The Goal of This Post
This post is a synthesis from the book 12 Rules for Life, by Jordan Peterson.
The author shares a series of powerful guidelines, virtues and rules to help take control and responsibility for your life.
If You Only Takeway One Thing
“The foremost rule is that you must take responsibility for your own life. Period.” – Jordan Peterson
Post Outline
The main ideas we’ll explore in this post:
- The Responsibility to Parent
- Developing Emotional Intelligence
- The Way Forward
About this Rule
Do not let your children do anything that makes you dislike them
The author describes the role that parents and proper parenting has on the development of conscientious and well socialized individuals.
- The author dives into the stance and responsibility that parents should take.
- The author expands on the role of discipline, punishment, timeout, and emotions play.
- The author expresses a set of principles to guide parental efforts.
The main idea is that children require role-models. More specifically, children require guidance and correction and reinforcement in order to learn the behaviors suited and appropriate within our collective societies.
I. Why We Must Parent
To Build Autonomy
“The desire of his parents to let their child act without correction on every impulse perversely produced precisely the opposite effect: they deprived him instead of every opportunity to engage in independent action. Because they did not dare to teach him what “No” means, he had no conception of the reasonable limits enabling maximal toddler autonomy.”
To Socialize
“Every parent therefore needs to learn to tolerate the momentary anger or even hatred directed towards them by their children, after necessary corrective action has been taken, as the capacity of children to perceive or care about long-term consequences is very limited. Parents are the arbiters of society. They teach children how to behave so that other people will be able to interact meaningfully and productively with them.”
To Shape Behavior
“Because children, like other human beings, are not only good, they cannot simply be left to their own devices, untouched by society, and bloom into perfection… This means that they are much more likely to go complexly astray if they are not trained, disciplined and properly encouraged. This means that it is not just wrong to attribute all the violent tendencies of human beings to the pathologies of social structure. It’s wrong enough to be virtually backward. The vital process of socialization prevents much harm and fosters much good. Children must be shaped and informed, or they cannot thrive.”

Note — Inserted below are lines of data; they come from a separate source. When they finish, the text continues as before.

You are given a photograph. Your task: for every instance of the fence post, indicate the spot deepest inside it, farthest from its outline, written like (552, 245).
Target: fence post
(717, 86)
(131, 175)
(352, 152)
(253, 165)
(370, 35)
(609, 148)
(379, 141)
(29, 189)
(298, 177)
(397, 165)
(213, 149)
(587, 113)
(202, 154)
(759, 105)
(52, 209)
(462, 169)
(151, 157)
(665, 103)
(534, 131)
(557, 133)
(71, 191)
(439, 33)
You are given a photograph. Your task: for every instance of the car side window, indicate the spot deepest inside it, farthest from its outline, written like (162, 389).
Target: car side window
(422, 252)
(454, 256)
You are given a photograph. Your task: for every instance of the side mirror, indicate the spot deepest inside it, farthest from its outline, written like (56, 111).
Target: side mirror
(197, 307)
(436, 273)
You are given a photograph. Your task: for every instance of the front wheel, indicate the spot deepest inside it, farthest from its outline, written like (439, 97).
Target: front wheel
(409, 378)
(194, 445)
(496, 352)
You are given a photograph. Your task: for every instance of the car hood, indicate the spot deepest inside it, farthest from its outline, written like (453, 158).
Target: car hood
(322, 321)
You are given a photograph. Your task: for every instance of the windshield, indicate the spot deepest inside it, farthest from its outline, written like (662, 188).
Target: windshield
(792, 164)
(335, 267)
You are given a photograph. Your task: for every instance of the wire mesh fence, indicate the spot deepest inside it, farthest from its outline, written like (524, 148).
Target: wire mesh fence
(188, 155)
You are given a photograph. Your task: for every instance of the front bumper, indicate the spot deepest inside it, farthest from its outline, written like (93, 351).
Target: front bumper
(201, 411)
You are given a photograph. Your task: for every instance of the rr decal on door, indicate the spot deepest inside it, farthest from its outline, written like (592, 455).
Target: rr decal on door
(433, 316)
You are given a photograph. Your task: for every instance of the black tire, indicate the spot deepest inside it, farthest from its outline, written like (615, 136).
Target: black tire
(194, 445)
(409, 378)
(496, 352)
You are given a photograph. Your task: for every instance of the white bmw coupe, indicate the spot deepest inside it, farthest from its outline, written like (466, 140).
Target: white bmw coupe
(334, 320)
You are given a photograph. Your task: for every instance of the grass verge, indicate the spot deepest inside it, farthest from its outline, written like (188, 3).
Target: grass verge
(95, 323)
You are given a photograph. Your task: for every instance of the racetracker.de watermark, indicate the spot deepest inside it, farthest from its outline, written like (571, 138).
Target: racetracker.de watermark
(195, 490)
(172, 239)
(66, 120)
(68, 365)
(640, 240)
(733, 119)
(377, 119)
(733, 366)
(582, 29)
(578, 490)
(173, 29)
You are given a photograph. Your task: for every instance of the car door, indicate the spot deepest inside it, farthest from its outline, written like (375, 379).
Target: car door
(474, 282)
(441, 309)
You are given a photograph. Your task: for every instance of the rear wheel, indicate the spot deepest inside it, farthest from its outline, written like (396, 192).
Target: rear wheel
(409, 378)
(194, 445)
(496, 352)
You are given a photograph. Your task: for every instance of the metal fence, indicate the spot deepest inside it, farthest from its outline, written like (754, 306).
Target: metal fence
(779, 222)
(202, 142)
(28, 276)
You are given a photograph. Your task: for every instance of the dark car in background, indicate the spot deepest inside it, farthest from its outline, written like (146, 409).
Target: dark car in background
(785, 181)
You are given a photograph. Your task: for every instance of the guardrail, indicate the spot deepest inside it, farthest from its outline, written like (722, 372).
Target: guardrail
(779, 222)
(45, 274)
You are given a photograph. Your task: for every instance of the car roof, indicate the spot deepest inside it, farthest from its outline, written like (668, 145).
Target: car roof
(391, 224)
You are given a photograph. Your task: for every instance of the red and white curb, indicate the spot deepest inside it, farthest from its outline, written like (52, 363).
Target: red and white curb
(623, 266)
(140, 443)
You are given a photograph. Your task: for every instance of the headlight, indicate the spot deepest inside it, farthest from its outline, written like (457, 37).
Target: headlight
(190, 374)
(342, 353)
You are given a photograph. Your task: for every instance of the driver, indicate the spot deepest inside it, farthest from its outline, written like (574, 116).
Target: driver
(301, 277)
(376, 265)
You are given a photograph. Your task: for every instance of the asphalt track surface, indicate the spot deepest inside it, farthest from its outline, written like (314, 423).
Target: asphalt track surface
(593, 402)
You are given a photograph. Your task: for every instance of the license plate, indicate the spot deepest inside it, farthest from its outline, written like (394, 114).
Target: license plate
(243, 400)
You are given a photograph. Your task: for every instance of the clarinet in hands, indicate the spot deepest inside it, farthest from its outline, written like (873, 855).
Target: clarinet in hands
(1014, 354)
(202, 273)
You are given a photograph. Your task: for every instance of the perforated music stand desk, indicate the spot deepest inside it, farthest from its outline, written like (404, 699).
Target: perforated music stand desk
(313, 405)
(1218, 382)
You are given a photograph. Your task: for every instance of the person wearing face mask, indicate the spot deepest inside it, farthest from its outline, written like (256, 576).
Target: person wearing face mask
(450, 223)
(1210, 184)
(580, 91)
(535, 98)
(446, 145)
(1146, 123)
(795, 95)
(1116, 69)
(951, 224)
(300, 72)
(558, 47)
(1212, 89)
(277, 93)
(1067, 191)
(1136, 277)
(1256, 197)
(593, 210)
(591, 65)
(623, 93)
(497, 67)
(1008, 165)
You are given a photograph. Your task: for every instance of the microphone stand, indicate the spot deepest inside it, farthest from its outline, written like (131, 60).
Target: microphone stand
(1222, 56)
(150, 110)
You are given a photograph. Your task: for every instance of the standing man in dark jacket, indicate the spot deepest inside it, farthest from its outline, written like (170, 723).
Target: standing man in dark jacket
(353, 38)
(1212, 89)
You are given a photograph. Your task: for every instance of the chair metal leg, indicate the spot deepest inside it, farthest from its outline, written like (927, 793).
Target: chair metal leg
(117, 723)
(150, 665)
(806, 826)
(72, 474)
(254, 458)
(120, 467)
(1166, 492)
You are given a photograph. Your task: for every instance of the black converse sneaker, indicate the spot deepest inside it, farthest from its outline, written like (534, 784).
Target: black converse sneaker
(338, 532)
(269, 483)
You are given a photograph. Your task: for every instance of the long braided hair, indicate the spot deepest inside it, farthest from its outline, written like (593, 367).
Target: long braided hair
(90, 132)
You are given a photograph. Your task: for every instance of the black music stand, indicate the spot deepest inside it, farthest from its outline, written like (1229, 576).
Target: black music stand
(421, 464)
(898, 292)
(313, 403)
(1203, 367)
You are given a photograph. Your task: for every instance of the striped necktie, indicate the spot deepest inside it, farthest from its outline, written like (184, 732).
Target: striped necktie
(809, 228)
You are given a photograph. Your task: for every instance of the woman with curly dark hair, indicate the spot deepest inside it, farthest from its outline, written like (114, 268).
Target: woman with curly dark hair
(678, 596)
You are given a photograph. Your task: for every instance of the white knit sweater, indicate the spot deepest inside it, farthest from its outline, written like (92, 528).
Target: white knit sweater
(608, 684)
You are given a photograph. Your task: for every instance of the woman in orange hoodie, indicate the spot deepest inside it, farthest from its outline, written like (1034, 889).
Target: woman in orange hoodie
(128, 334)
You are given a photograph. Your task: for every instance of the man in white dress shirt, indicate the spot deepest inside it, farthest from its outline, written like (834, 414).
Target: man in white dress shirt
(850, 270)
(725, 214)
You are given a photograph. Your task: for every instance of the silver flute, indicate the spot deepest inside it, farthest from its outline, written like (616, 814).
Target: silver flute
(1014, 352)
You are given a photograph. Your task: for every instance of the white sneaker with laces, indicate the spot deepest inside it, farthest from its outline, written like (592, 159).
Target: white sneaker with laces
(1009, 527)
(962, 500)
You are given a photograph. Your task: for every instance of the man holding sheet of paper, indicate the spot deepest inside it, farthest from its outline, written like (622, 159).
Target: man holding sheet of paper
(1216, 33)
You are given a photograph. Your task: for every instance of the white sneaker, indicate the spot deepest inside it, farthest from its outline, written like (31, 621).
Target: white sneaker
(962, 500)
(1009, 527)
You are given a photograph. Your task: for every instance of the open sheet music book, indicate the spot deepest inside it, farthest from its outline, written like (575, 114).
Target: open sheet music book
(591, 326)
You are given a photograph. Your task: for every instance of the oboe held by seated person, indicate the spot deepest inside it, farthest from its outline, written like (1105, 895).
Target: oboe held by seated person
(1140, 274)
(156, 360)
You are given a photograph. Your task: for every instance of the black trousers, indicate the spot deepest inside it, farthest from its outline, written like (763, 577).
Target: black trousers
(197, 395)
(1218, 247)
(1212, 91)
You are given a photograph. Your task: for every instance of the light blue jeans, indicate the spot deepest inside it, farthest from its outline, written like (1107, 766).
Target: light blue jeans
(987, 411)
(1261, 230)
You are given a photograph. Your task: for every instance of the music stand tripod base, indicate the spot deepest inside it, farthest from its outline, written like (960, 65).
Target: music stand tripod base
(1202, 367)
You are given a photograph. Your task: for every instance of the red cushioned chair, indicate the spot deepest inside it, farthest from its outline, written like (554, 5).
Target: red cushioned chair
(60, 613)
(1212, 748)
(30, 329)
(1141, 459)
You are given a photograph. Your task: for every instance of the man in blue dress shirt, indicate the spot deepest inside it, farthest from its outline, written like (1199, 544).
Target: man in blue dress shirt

“It is an act of responsibility to discipline a child. It is not anger at misbehavior. It is not revenge for a misdeed. It is instead a careful combination of mercy and long-term judgment.”
II. Developing Emotional Intelligence
Emotions, positive and negative, come in two usefully differentiated variants.
“Satisfaction (technically, satiation) tells us that what we did was good, while hope (technically, incentive reward) indicates that something pleasurable is on the way. Pain hurts us, so we won’t repeat actions that produced personal damage or social isolation (as loneliness is also, technically, a form of pain). Anxiety makes us stay away from hurtful people and bad places so we don’t have to feel pain. All these emotions must be balanced against each other, and carefully judged in context, but they’re all required to keep us alive and thriving.”
“We therefore do our children a disservice by failing to use whatever is available to help them learn, including negative emotions, even though such use should occur in the most merciful possible manner.”
III. The Way Forward
The author lays out a series of principles for parenting:
(1) Limit the rules.
“Rules should not be multiplied beyond necessity.”
(2) Use the least force necessary to enforce those rules.
“Part of establishing a relationship with your son or daughter is learning how that small person responds to disciplinary intervention—and then intervening effectively.”
(3) Parents should come in pairs.
“Raising young children is demanding and exhausting. Because of this, it’s easy for a parent to make a mistake. It is necessary to have someone else around, to observe, and step in, and discuss.”
(4) Parents should understand their own capacity to be harsh, vengeful, arrogant, resentful, angry and deceitful.
“A parent who is seriously aware of his or her limited tolerance and capacity for misbehaviour when provoked can therefore seriously plan a proper disciplinary strategy—particularly if monitored by an equally awake partner—and never let things degenerate to the point where genuine hatred emerges.”
(5) Parents have a duty to act as proxies for the real world.
“This obligation supersedes any responsibility to ensure happiness, foster creativity, or boost self-esteem. It is the primary duty of parents to make their children socially desirable. That will provide the child with opportunity, self-regard, and security.”
Taking Action
“Clear rules make for secure children and calm, rational parents. Clear principles of discipline and punishment balance mercy and justice so that social development and psychological maturity can be optimally promoted. Clear rules and proper discipline help the child, and the family, and society, establish, maintain and expand the order that is all that protects us from chaos and the terrors of the underworld, where everything is uncertain.”
The book focuses on the virtues that empower an individual to take responsibility for themselves and live a more plentiful and happy life. All content credit goes to the author. I’ve shared the bits I’ve enjoyed the most and found most valuable.